Entretanto, antes mesmo de sair do campus, voltei correndo e peguei minha bolsa com o celular e documentos que estava sobre a cama. Respirei fundo e me olhei mais uma vez no espelho. Eu estava a caminho de algo que podia ser o grande passo da minha vida. Era assustador. Eu conseguia ver isso no meu próprio reflexo. Mas algo na esperança de que a pequena chance que eu tinha poderia dar certo me deu forças e a capacidade de sorrir sozinha antes de sair de novo.

Quando entrei no táxi temi o pior dos congestionamentos, mas quinze minutos antes do evento começar eu já estava em frente ao prédio. A arquitetura entregava uma construção bastante antiga, mas linda. A moça com uma prancheta e uma caneta em mãos, logo na entrada do prédio e com uma fila à sua frente, checava os nomes listados e liberava a passagem dos candidatos. Por um minuto temi não estar entre os vários cantores que pareciam muito mais profissionais do que eu, uma caipira perdida em Nova York.

Eu precisava ser otimista. Steve não estava comigo, então eu precisava acreditar em mim.

Falei meu nome e a moça sorriu para mim e me desejou boa sorte antes de liberar minha entrada. Em seguida peguei meu papel com meu número de identificação, que eles logo colaram sobre meu vestido, na barriga, e me senti engraçada como um dos candidatos que vi diversas vezes na televisão, no American Idol.

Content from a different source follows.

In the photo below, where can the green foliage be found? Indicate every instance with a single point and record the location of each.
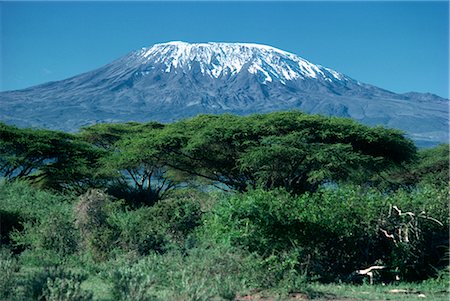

Quando eu pensava que os candidatos haviam acabado, surgiam mais deles. Ficamos numa fila gigantesca por um tempo que não contei, mas que pareceu muito longo. Alguns faziam exercícios vocais, outros puxavam conversa e eu só fiquei quieta no meu canto, o mais discreta possível. Estava nervosa demais para poder puxar conversa ou ainda exercitar a voz na frente de tanta gente.

Finalmente abriram a porta e a fila começou a andar. Quando entrei e me deparei com o interior do teatro fiquei embasbacada. O palco brilhava como o sol com seus holofotes, e para a competição, apenas o setor inferior estava disponível, mas era possível ver os dois setores acima desse. Os detalhes dourados nas cadeiras vermelhas eram de um luxo que eu jamais imaginei ter acesso.